The above diagram shows the data flow when a document is indexed into a Elasticsearch cluster. It includes following basic steps:
Step 1: The client makes a request to put a document into the cluster, a coordinator node in the cluster takes the request to process.
Step 2: The coordinator node uses the pipeline
parameter in the indexing request to check if the document needs to
be enriched or transformed before routing to a data node for further processing.
If answer is No
, the document is routed to a data node in the cluster. If the answer is Yes
, the document is routed to an ingest node in the
cluster to enrich the document. When the enriching process is done, the ingest node continues routing the enriched document to the data node.

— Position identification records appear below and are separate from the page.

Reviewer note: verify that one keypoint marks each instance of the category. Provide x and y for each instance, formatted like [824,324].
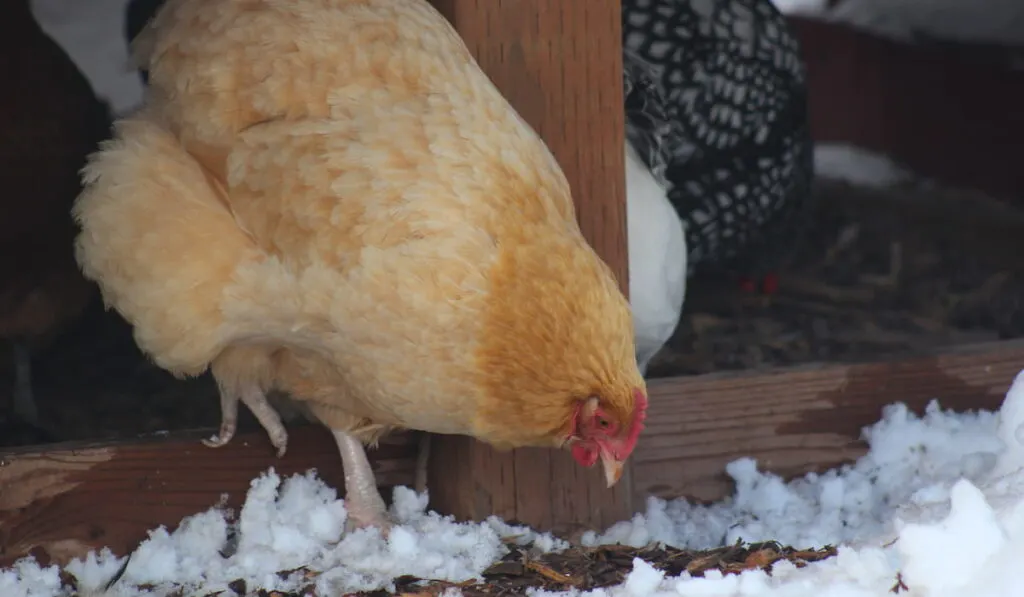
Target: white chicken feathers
[657,259]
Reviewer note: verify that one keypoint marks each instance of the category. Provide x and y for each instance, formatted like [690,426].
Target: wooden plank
[559,64]
[59,501]
[800,420]
[879,94]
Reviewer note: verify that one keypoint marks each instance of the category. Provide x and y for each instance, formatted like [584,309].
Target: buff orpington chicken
[330,199]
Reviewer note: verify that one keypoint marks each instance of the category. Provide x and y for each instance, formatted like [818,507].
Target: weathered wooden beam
[57,502]
[800,420]
[559,64]
[881,94]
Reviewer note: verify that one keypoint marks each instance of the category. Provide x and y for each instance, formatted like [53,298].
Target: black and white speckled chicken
[727,78]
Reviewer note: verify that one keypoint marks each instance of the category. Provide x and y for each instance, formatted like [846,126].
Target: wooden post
[559,64]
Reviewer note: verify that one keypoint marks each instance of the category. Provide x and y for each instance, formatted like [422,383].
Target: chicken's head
[600,432]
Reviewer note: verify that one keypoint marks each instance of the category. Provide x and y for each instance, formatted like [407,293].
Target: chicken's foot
[363,500]
[25,402]
[228,419]
[261,409]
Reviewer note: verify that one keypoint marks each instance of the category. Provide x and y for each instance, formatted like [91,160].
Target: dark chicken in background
[728,77]
[50,120]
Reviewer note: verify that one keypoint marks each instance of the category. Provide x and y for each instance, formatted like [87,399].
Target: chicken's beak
[612,468]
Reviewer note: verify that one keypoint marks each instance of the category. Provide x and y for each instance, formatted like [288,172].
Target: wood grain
[59,501]
[949,115]
[799,420]
[559,64]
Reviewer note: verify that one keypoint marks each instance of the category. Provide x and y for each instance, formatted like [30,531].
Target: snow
[937,503]
[92,34]
[985,22]
[858,166]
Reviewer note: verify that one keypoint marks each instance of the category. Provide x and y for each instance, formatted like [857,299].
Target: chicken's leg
[364,502]
[261,409]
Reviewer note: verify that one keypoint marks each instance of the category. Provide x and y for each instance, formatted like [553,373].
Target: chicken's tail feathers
[160,245]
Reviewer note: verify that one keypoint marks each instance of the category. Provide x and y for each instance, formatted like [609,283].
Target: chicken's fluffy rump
[329,198]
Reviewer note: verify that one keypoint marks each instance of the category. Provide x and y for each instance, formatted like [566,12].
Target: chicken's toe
[228,420]
[363,500]
[268,418]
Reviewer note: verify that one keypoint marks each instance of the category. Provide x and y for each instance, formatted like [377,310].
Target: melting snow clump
[935,508]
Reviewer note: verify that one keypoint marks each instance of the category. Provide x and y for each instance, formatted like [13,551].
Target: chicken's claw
[268,418]
[228,420]
[363,500]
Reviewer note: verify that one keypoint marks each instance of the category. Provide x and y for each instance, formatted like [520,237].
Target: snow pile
[93,35]
[287,524]
[935,509]
[989,22]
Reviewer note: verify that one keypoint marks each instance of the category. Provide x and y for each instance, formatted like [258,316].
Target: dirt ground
[882,273]
[576,568]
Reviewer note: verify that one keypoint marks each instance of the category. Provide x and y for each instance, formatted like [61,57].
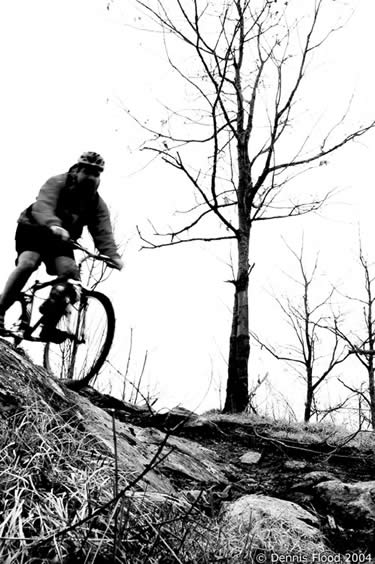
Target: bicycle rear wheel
[91,324]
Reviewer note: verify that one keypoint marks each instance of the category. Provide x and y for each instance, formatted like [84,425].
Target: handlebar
[95,256]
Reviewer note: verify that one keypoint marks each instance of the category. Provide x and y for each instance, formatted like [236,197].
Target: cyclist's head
[91,159]
[89,167]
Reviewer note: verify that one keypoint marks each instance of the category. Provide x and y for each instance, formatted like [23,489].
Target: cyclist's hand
[60,232]
[116,263]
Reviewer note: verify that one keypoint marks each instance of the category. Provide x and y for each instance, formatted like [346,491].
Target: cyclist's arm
[100,228]
[44,209]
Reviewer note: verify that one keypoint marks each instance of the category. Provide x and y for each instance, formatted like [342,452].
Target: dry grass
[57,491]
[53,478]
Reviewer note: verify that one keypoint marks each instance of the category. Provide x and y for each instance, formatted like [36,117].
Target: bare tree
[314,353]
[362,342]
[244,63]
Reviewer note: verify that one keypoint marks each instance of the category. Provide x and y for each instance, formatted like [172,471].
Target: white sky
[65,68]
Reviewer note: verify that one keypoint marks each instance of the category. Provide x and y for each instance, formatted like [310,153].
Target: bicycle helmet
[92,159]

Decision of which data node in the cluster will take the document to process further is based on index’s shard information and the hashing modulo formular:
shard = hash(routing) % number_of_shards
Step 3: The data node parses the document to a JSON object then checking if there is any text
values in the object.
If the text
values are found, a text analysis process will be involved. It analyzes, breaks the text into more
useful structural components. It also applies some processing to make the document more relevant to fulltext search.
Finally, the document is added to a memory buffer and appended to the transaction log.
When the buffer fills up, the documents are written to a segment and then the buffer is clear. In the meantime, the transaction log still keeps the documents until it gets big enough, a full commit is performed. The documents is flushed to disk permanently, the old transaction log is deleted and the new one is created.
If the replication is enabled, the replication data process are triggered. This data node sends a replication request to a data node which contains replicas shards of the index. The whole indexing process here will be done on that node to create a copy of those documents.